Baca juga: Ratusan Botol Miras Jenis Arak Ilegal Disita Polisi di Kotim
Langkah ini dilakukan menyusul adanya laporan masyarakat serta pemberitaan di media sosial terkait aktivitas mencurigakan di wilayah tersebut.
Kegiatan pengecekan dipimpin Kanit Reskrim Polsek Pulau Hanaut bersama unsur terkait, termasuk Kanit Provost, staf Kecamatan Pulau Hanaut, Kepala Desa Hanaut, serta Linmas setempat.
Tim bergerak menuju lokasi menggunakan klotok menyusuri Sungai Mentaya dengan waktu tempuh sekitar satu jam dari Kantor Desa Hanaut.
Kapolres Kotawaringin Timur Resky Maulana Zulkarnain melalui Kasi Humas Edy Wiyoko menjelaskan bahwa pengecekan dilakukan sebagai tindak lanjut atas informasi yang beredar.
“Pengecekan ini dilakukan terkait adanya informasi masyarakat dan pemberitaan di salah satu media sosial tentang dugaan lokasi terjadinya penyalahgunaan BBM di lokasi tersebut,” ujar Edy.
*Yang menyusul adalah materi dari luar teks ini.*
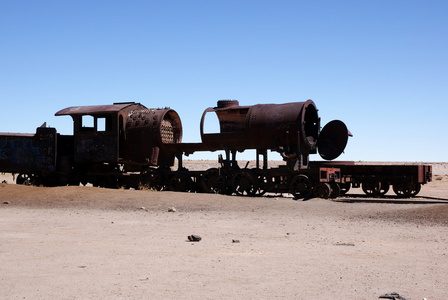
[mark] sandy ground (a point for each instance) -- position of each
(94, 243)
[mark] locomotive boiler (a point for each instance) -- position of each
(129, 145)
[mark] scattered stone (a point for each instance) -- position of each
(393, 296)
(194, 238)
(344, 244)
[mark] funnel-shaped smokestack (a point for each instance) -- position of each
(332, 140)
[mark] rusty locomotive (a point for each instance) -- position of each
(129, 145)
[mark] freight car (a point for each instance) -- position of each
(129, 145)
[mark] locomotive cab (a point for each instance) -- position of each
(123, 133)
Dari hasil penelusuran di lapangan, petugas menemukan sejumlah barang di lokasi, antara lain 43 drum kosong, dua drum berisi CPO beku, satu profil tank ukuran 1.100 liter dalam keadaan kosong, satu profil tank ukuran 2.200 liter kosong, dua penampung berbahan besi plat berkapasitas sekitar 10.000 liter dalam kondisi kosong, serta satu pondok kayu yang juga kosong.
Namun demikian, tidak ditemukan adanya aktivitas penyalahgunaan BBM sebagaimana yang diberitakan. “Dari penelusuran dan penyelidikan di lokasi, tidak ditemukan aktivitas kegiatan penyalahgunaan BBM sebagaimana pemberitaan di media sosial. Namun, kami akan tetap waspada dan melakukan tindakan jika ada aktivitas berkaitan dengan penyalahgunaan BBM yang meresahkan dan merugikan masyarakat,” tegasnya.
Polsek Pulau Hanaut memastikan akan terus memantau perkembangan situasi di wilayah tersebut serta melakukan penyelidikan lanjutan guna memastikan tidak ada praktik ilegal yang berlangsung di kawasan itu.